Why this matters: processing calls without verified recording consent creates legal liability. Some jurisdictions require all-party consent. The system must not extract data from calls where consent is unclear, regardless of how useful the extraction would be.
Quality rubric
| Criterion | Pass | Fail |
|---|---|---|
| Field accuracy | Extracted value matches ground truth or is an acceptable variation (e.g., "$50-75K" vs "$50,000-$75,000") | Extracted value is materially wrong, missing when present, or present when absent |
| Evidence grounding | Quoted text exists verbatim in the transcript | Quote is paraphrased, truncated to change meaning, or fabricated |
| Confidence calibration | High-confidence extractions (>0.8) are correct >90% of the time. Low-confidence (<0.5) are correct <60% of the time | Confidence scores do not correlate with actual accuracy |
| False positive rate | Less than 5% of fields report information that is not in the transcript | More than 5% of fields contain information not supported by the transcript |
| Consent enforcement | System refuses to process when consent flag is false | System processes transcript despite missing consent |
| Transcript quality detection | Poor transcripts (cross-talk, garbled audio) are flagged >90% of the time | Poor transcripts are processed without warning |
Automated checks
- Output schema validation (all required fields present, correct types)
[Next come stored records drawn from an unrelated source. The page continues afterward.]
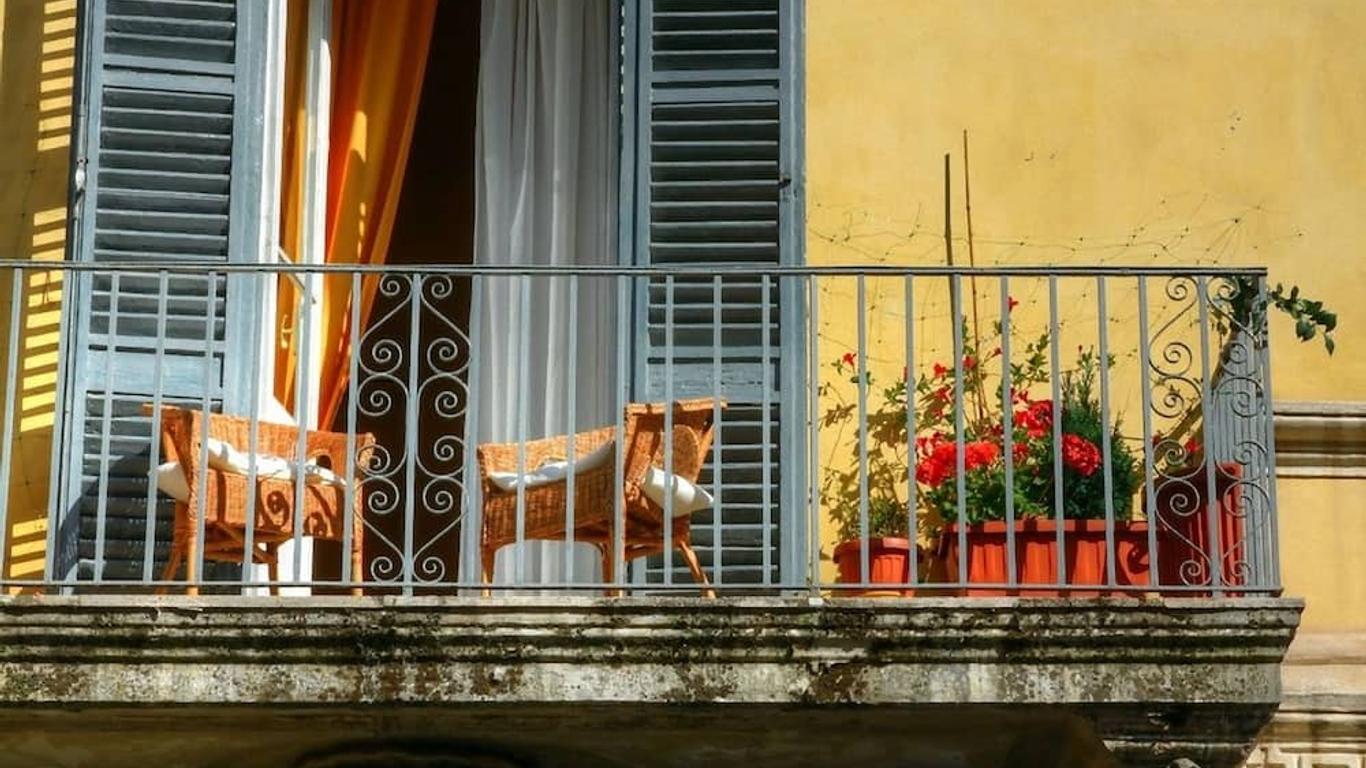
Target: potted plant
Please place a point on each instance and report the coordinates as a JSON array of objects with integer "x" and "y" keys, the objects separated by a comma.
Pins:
[
  {"x": 888, "y": 536},
  {"x": 1036, "y": 530},
  {"x": 1197, "y": 539}
]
- Evidence verification: every evidence string must be a substring match against the source transcript
- Confidence range validation: all confidence scores between 0.0 and 1.0
- Empty array validation: fields with no data must return empty arrays, not null or omitted
- Consent flag check: extraction must not produce output when consent is false
- Fabrication detection: cross-reference all competitor names and budget figures against transcript text
Prototype eval results
Prototype eval on the first 50 labeled examples (stratified across call types and transcript quality levels): 87% field accuracy. Zero fabricated evidence detected. Confidence calibration not yet tested. This result is directional, not launch-grade. The sample is too small and too skewed toward clean transcripts to extrapolate to production. Full 200-example eval required before any production decision.
Regression plan
- Regression suite size: 50 examples (subset of the full 200, covering all edge case categories)
- Run frequency: on every prompt change, model change, or pipeline code change
- Alert if: field accuracy drops more than 3% vs. baseline, or any fabricated evidence is detected
Online metrics
| Metric | Definition | Target | Alert threshold |
|---|---|---|---|
| Field acceptance rate | % of proposed fields accepted by reps without edits | >75% | Below 70% over 7 days |
| Field edit rate | % of proposed fields accepted with modifications | <20% | Above 30% over 7 days |
| Field rejection rate | % of proposed fields rejected entirely | <10% | Above 15% over 7 days |
| Fabricated evidence rate | % of extractions where evidence does not match transcript | 0% | Any single instance |
| Extraction latency p50 | Time from transcript available to extraction complete | <15s | Above 25s |
| Cost per extraction | Total model cost per call processed | <$0.05 | Above $0.08 |
| Rep adoption rate | % of eligible reps who review extractions within 4 hours | >80% | Below 60% |
| Transcript quality flag rate | % of transcripts flagged as poor quality | Informational | Above 30% (indicates systemic audio issues) |
Launch threshold
- 85% field accuracy on the full 200-example golden set.
- Zero fabricated evidence on the full golden set.
- Evidence verification automated check passes on 100% of outputs.
- Confidence calibration meets the rubric criteria above.
- False positive rate below 5%.
- Consent enforcement passes on all consent-related test cases.
Review cadence
- Pre-launch: run full eval on every prompt or model change. Run regression suite on every code change.
- Post-launch week 1-4: review online metrics daily. Sample 20 extractions per week for manual quality review.
- Post-launch month 2-3: review online metrics weekly. Sample 10 extractions per week for manual review.
- Post-launch month 4+: review online metrics bi-weekly. Sample 10 extractions per week. Re-run full eval monthly or on any model/prompt change.